File System
Use the Source configuration screen to set up the crawling and classification operations for content stored in your file server. Netwrix Data Classification can process individual files or folders. Select, respectively, File or Folder at the first screen of the Add content source wizard.
Add Folder source
Use Folder to add the following content sources:
- Windows folders
- SMB (CIFS) shares
- NFS shares
IMPORTANT! To add an NFS share, make sure you have configured it for crawling as described in Configure NFS File Share for Crawling
By default, configuration window displays basic configuration settings only. To configure advanced settings, click the "wrench" icon in the bottom left corner.
NOTE: To configure advanced settings, your user account will need advanced privileges. See Users and Security Settings for more information.

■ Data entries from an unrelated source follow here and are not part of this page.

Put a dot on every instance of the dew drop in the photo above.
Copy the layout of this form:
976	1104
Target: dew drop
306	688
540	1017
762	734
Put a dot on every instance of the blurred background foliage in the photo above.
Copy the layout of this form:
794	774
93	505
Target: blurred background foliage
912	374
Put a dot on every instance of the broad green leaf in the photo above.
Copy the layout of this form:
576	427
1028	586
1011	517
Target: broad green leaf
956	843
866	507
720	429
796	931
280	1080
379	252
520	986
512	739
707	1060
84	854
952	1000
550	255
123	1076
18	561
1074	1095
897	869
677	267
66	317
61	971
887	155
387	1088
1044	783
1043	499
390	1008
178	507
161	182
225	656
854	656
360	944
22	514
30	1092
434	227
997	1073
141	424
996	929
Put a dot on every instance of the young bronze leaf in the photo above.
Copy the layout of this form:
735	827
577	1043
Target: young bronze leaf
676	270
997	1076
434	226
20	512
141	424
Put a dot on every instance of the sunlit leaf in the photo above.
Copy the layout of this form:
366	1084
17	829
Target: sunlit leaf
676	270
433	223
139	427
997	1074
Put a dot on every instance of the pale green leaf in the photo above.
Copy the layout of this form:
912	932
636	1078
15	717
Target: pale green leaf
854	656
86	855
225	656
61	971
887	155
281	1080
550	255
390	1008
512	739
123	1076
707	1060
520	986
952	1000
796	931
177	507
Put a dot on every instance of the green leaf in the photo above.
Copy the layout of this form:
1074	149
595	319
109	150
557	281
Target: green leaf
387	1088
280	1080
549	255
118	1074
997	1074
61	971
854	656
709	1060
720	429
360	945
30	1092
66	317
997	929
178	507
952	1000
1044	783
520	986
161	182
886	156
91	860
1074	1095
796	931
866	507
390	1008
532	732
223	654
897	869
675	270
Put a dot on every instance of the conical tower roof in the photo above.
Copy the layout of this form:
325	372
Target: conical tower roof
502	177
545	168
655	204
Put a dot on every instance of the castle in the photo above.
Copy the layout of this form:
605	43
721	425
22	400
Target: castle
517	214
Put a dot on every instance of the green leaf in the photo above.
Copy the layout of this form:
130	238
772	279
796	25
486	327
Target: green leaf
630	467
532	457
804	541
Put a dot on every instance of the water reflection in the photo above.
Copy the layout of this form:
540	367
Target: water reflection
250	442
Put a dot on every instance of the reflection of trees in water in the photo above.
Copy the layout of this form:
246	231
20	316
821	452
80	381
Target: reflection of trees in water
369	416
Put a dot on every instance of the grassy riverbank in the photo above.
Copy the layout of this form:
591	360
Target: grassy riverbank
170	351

Complete the following fields:
Option | Description |
---|---|
Basic settings | |
Folder | Enter the UNC path of the root folder where collection is to start. |
Depth Limit | Specify how many levels the indexing should process. Possible options: - Exclude Subfolders - All Subfolders (default setting) - Limit Subfolders - if selected, specify the required subfolders depth (from 2 to 99) |
Write classifications | Select if you wish to write classifications directly into the document properties, i.e. use tagging. This applies to DOC/DOCX/XLS/XLSX/PPT/PPTX/PDF. See also File System. |
Source Group | Default value recommended. |
Pause source on creation | Select if you want to make other configuration changes before collection of the source occurs. |
Advanced settings | |
Username | Specify the account used to process the folder. |
Password | Provide a password for the account specified above. |
Text Patterns | See Text Processing for more information. |
Date Filter | Use this calendar control to instruct the program to only crawl the content that has been modified since the specified date. This can be useful for targeting data that is current - in situations where there is a huge volume of content (assuming that the most recent content has the highest risk). |
Anonymous Access Allowed | Select this option to disable security filtering for the content source. If cleared, the indexing processes will collect Windows Access Control Lists (ACLs) for the files, and search results will be filtered based upon the end user's Windows identity. |
Duplicate Detection Enabled | Select to exclude duplicates (i.e. documents that contain the same text content) from the index. |
Re-Index Period | Specifies how often the source should be checked for changes. Netwrix recommends using default values. Default is 7 days. NOTE: Netwrix Data Classification monitors file shares to detect when a document is added/modified. These will then be queued for reprocessing. The source will still be checked for changes based on the re-index period in case any updates are not received. See Manage Sources for more information. |
Priority | Netwrix recommends using default values. |
Document Type | Specify a value that will be used to restrict queries when utilising the search index. |
When finished, click Save.
Add Files source
Use the File section to crawl individual files.
By default, configuration window displays basic configuration settings only. To configure advanced settings, click the "wrench" icon in the bottom left corner.
NOTE: To configure advanced settings, your user account will need advanced privileges. See Users and Security Settings for more information.
Option | Description |
---|---|
Basic settings | |
File Source | Select how you wish to provide the file location: - File - enter file path - Browse - browse for the file you need |
Source Group | Default value recommended. |
Advanced settings | |
Username | Specify the account used to process the file. |
Password | Provide a password for the account specified above. |
Anonymous Access Allowed | Select this option to disable security filtering for the content source. If cleared, the indexing processes will collect Windows Access Control Lists (ACLs) for the files, and search results will be filtered based upon the end user's Windows identity. |
Upload | If selected, the file will be uploaded into the NDC SQL database. This will allow the program to present the file to users even if they do not have access to the original file location. |
Text Patterns | See Text Processing for more information. |
Max Collector Retries | Specify how many retries are attempted before automatically removing items from the index when incremental collection indicates that the file has been deleted. Default is 3 retries. |
Re-Index Period | Specifies how often the source should be checked for changes. Netwrix recommends using default values. Default is 7 days. |
Priority | Netwrix recommends using default values. |
Document Type | Specify a value that will be used to restrict queries when utilising the search index. |